Die große Zahl der jährlich eingereichten Petitionen bringt es mit sich, dass die Ausschussarbeit sehr vielschichtig ist. Die Palette der eingereichten Petitionen ist groß: von individuellen Anliegen bis zu Anregungen für die Ausgestaltung von Gesetzen.
Der Petitionsausschuss dient somit als eine Art Brücke zwischen den Bürgerinnen und Bürgern und den Abgeordneten. Die konkreten Auswirkungen von Gesetzen oder Verordnungen werden hier schnell ersichtlich – ob es sich um Regelungslücken handelt, oder um Folgen, die im Vorfeld nicht erkennbar waren.
Auch wenn nicht jeder Petition abgeholfen werden kann, liegt hier ein zentraler Aspekt des Petitionsausschusses. Durch die zahlreichen Schreiben, die den Ausschuss erreichen, gibt er den Abgeordneten und Fraktionen einen Eindruck, wo Handlungs- und/oder Korrekturbedarf besteht.
Eines ist mir jedoch besonders wichtig. Die Vielzahl der Petitionen entspricht der großen Bedeutung, die dieser Ausschuss hat. Zur Erinnerung: Der Petitionsausschuss hat Verfassungsrang. Artikel 35 der Sächsischen Verfassung definiert das Petitionsrecht als Jedermannsrecht.
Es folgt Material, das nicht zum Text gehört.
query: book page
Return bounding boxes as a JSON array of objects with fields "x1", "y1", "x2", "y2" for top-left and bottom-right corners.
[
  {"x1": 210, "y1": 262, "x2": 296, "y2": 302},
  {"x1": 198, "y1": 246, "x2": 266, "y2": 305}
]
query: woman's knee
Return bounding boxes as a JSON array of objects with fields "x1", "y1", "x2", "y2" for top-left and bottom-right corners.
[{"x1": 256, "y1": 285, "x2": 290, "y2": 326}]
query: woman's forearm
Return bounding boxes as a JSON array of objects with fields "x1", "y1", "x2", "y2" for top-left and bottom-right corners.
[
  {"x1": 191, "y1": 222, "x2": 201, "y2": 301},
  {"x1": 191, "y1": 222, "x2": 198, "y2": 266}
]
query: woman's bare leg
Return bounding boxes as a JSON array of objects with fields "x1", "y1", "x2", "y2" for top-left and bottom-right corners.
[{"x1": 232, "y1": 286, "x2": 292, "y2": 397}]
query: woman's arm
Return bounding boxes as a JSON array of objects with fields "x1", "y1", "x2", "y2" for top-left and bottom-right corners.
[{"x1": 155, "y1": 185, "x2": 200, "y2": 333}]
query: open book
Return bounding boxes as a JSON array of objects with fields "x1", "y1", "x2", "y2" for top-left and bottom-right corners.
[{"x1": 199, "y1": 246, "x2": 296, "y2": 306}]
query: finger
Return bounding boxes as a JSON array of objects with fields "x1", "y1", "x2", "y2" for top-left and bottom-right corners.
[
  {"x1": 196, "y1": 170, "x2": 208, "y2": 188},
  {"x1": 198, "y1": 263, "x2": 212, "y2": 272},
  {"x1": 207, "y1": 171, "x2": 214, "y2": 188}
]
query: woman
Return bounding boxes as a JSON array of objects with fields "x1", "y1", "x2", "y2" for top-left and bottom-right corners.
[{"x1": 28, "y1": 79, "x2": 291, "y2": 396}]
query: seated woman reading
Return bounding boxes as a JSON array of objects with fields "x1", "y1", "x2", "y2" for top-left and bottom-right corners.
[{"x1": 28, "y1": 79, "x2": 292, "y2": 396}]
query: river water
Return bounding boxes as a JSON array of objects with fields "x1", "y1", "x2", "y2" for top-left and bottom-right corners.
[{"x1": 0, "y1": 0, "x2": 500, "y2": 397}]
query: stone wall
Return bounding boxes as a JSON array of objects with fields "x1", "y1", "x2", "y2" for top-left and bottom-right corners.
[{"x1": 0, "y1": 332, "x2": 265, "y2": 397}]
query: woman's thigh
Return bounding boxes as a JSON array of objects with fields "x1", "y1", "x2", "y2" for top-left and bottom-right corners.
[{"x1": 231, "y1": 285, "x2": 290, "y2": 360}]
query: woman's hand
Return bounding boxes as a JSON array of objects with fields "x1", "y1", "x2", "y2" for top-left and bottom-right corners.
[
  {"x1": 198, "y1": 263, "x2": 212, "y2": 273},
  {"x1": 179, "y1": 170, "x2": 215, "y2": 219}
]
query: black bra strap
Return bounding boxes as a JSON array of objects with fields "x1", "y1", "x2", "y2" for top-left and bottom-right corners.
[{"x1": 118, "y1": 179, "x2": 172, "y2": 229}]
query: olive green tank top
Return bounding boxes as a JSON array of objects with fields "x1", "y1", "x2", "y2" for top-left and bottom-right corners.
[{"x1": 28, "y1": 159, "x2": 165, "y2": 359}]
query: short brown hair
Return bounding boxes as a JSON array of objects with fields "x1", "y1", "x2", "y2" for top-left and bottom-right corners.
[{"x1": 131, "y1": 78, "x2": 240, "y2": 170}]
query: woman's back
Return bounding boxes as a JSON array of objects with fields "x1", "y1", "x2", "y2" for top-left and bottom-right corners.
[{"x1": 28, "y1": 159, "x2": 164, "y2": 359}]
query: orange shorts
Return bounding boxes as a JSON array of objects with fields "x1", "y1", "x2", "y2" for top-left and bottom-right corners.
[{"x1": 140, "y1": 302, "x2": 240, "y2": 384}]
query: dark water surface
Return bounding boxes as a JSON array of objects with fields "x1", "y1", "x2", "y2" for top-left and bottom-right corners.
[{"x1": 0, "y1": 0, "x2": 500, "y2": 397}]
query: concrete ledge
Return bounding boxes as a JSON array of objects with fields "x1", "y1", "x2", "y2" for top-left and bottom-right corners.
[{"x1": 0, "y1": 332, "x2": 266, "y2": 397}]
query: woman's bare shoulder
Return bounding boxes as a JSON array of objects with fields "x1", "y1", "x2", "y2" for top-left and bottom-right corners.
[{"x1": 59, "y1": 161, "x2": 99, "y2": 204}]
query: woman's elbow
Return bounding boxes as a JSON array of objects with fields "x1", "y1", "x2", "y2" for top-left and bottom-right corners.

Dies birgt für uns die Verpflichtung kontinuierlich den gesamten Petitionsprozess zu reflektieren – vom Eingang der Petition bis zur abschließenden Abstimmung im Plenum des Sächsischen Landtags – um bürgerfreundlich und transparent zu arbeiten. Nun möchte ich an dieser Stelle nicht den gesamten Prozess aufrollen aber zumindest einen Blick an dessen Anfang und dessen Ende werfen.
Das Petitionsrecht wird rege genutzt. Dennoch muss die Frage gestellt werden, ob die technischen Möglichkeiten bereits ausgereizt sind, um das Einreichen von Petitionen noch einfacher zu gestalten und mögliche Barrieren weiter abzubauen. In der Vorbereitung auf diese Rede habe ich bei den einzelnen Landesparlamenten und beim Deutschen Bundestag recherchiert. Ich war erstaunt, dass sich das Verfahren der Online-Petition noch nicht flächendeckend durchgesetzt hat. In Sachsen haben wir also mit der Einführung des Verfahrens im Jahr 2008 einen wichtigen Schritt gemacht.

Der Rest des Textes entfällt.